Sally, un robot humanoïde signé Realbotix, rejoindra les cours de sciences et de robotique du lycée de Salamanca, dans l'État de New York, dès la rentrée. La circonscription a signé un contrat de 50 270 euros pour ce robot et son assistant pédagogique piloté par intelligence artificielle.

Quand Harry rencontre Sally… Au lycée. La circonscription scolaire de Salamanca City Central, l’équivalent américain d’une petite académie regroupant plusieurs écoles, est installée sur la réserve de la nation Seneca et compte environ 1 300 élèves. Cet automne, ses lycéens croiseront un nouveau visage dans les cours de robotique. Sally, à l’apparence féminine, sera assise en permanence, mais bougera le haut du corps et modulera ses expressions faciales pour dialoguer avec les élèves. Optio, une plateforme d’avatars accessible sur ordinateur, la remplacera après les cours pour réviser une leçon ou poser une question.
« Salamanca marque le début d’une nouvelle ère », a déclaré Andrew Kiguel, P.-D. G de Realbotix. Le fabricant a doté le M-Series d'une peau en silicone et de longs cheveux bruns. Formé sur le programme scolaire de la circonscription, l’avatar Optio répondra aussi aux devoirs envoyés en photo et traduira les échanges dans plus de cent langues. Chaque élève dispose d'un code d’identification unique pour retrouver le fil de ses conversations passées. Selon Mark Beehler, superintendant de la circonscription, le système fonctionne hors connexion internet, et Realbotix n’a accès à aucune donnée personnelle identifiable des élèves. Realbotix a par ailleurs programmé le système pour alerter automatiquement l’administration en cas de mots-clés liés au suicide ou à l’automutilation.

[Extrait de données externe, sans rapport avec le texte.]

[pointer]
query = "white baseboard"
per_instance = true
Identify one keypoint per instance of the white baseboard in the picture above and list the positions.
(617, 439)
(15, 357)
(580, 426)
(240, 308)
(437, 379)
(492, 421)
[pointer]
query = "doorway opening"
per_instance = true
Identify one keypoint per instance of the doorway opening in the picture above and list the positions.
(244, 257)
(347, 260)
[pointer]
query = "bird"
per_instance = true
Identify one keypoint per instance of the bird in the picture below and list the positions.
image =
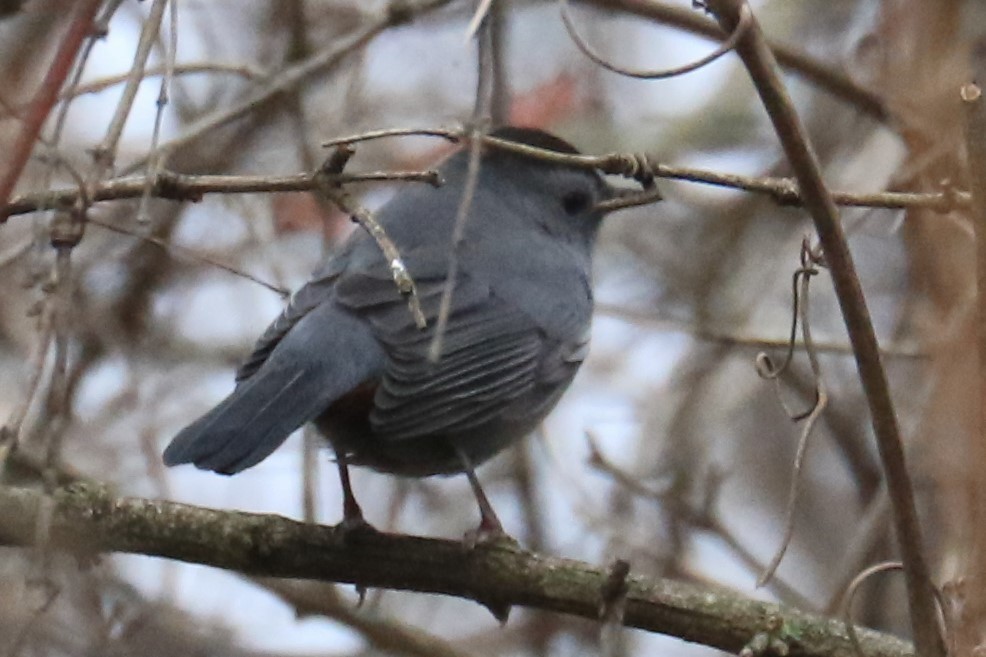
(347, 355)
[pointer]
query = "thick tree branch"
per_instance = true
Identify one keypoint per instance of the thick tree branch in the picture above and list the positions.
(89, 519)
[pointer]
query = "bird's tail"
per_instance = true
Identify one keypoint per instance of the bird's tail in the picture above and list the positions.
(326, 354)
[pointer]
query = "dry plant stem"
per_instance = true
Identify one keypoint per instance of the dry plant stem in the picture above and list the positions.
(659, 74)
(105, 154)
(784, 191)
(80, 27)
(760, 63)
(181, 187)
(156, 164)
(338, 195)
(850, 595)
(90, 518)
(975, 109)
(802, 315)
(175, 250)
(101, 84)
(397, 13)
(821, 75)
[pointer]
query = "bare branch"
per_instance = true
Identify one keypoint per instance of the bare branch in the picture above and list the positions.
(91, 519)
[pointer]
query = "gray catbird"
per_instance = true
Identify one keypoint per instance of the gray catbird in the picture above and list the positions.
(347, 355)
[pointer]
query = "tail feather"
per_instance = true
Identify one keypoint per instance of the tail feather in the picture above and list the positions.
(323, 357)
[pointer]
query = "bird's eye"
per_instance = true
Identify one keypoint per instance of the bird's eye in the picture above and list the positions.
(575, 201)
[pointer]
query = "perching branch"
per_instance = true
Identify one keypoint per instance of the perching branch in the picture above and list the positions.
(89, 520)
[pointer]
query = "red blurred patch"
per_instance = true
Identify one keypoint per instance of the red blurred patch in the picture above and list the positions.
(297, 212)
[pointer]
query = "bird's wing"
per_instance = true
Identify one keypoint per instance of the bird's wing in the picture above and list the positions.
(492, 352)
(302, 302)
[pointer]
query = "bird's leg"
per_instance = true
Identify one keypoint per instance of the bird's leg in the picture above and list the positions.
(352, 514)
(489, 528)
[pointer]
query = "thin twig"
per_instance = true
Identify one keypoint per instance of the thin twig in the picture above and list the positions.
(480, 122)
(338, 195)
(175, 250)
(762, 66)
(784, 191)
(181, 187)
(802, 314)
(398, 12)
(657, 74)
(821, 75)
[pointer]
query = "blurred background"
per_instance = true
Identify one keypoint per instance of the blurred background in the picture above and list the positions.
(669, 451)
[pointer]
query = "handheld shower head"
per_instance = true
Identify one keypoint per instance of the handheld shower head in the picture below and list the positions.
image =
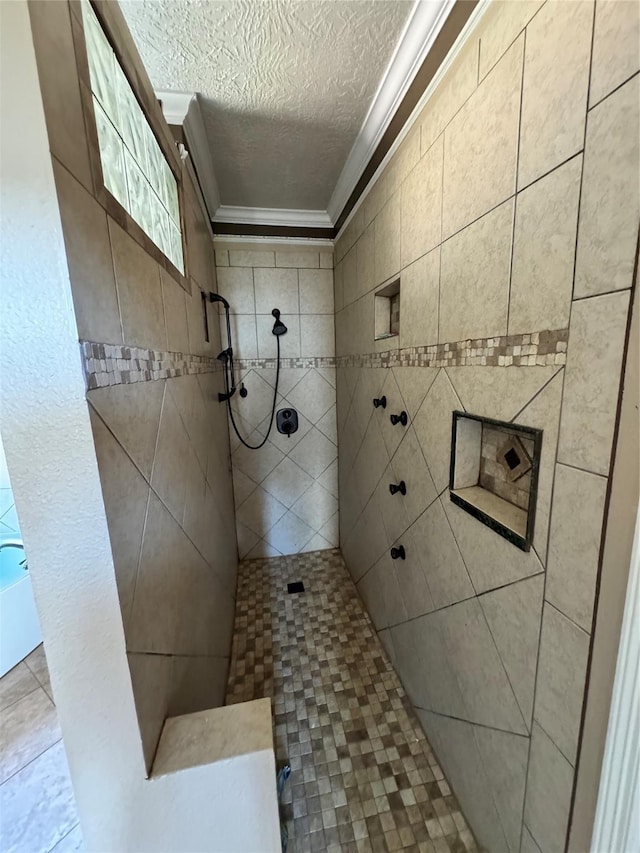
(279, 327)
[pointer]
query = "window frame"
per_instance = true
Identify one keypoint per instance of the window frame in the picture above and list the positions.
(116, 33)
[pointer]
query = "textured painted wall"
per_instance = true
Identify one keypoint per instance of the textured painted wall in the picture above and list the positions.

Trois fois plus de postes vacants dans les écoles rurales
Selon des données du National Center for Education Statistics, les établissements ruraux américains comptent trois fois plus de postes d’enseignants non pourvus que les écoles périurbaines. Près de huit élèves sur dix de la circonscription vivent sous le seuil de pauvreté. Un tiers des élèves de la circonscription est d’origine amérindienne ou native d’Alaska. Le sénateur d’État George Borrello soutient le programme, qui donnerait un accès plus équitable au soutien scolaire, notamment aux élèves qui ne peuvent pas payer de tuteur privé. Ryan Schaaf, professeur de technologie éducative à l’université Notre Dame du Maryland, estime qu’ignorer l’intelligence artificielle représenterait un désavantage pour les élèves une fois sortis du système scolaire.
Realbotix négocie une séparation avec RealDoll d’ici septembre
Realbotix opérait jusqu’en 2024 sous le nom de Tokens.com et vendait des parcelles de terrain numérique dans le métavers contre des cryptomonnaies. Cette année-là, l’entreprise a racheté Simulacra, la maison mère de RealDoll, qui fabrique des poupées en silicone puis des robots compagnons. Un porte-parole de Realbotix affirme que les deux marques ne partagent ni employés ni technologie. Leurs équipes travaillent aussi dans des locaux différents. La société négocie une opération financière censée séparer les deux activités au niveau de l’actionnariat, avec une finalisation prévue avant septembre.
Le modèle M-Series vendu à Salamanca affiche un tarif de départ de 82 940 euros sur le site du fabricant. La circonscription a obtenu le sien pour 50 270 euros, remise comprise.
Tous les parents ne partagent pas cet enthousiasme. Sierra Abrams, mère d’élève dans la circonscription, a découvert le projet via une publication Facebook de l'école. Elle déplore ne pas comprendre l’utilité d’ajouter de l’intelligence artificielle aux difficultés déjà nombreuses de la communauté, notamment environnementales. Le syndicat New York State United Teachers réclamait, en mai, des limites sur l’usage de l'intelligence artificielle et du temps d’écran à l’école. Quelques semaines plus tard, le chancelier des écoles publiques de New York, Kamar Samuels, gelait à son tour les achats de nouveaux outils technologiques, le temps de finaliser une doctrine sur l’IA.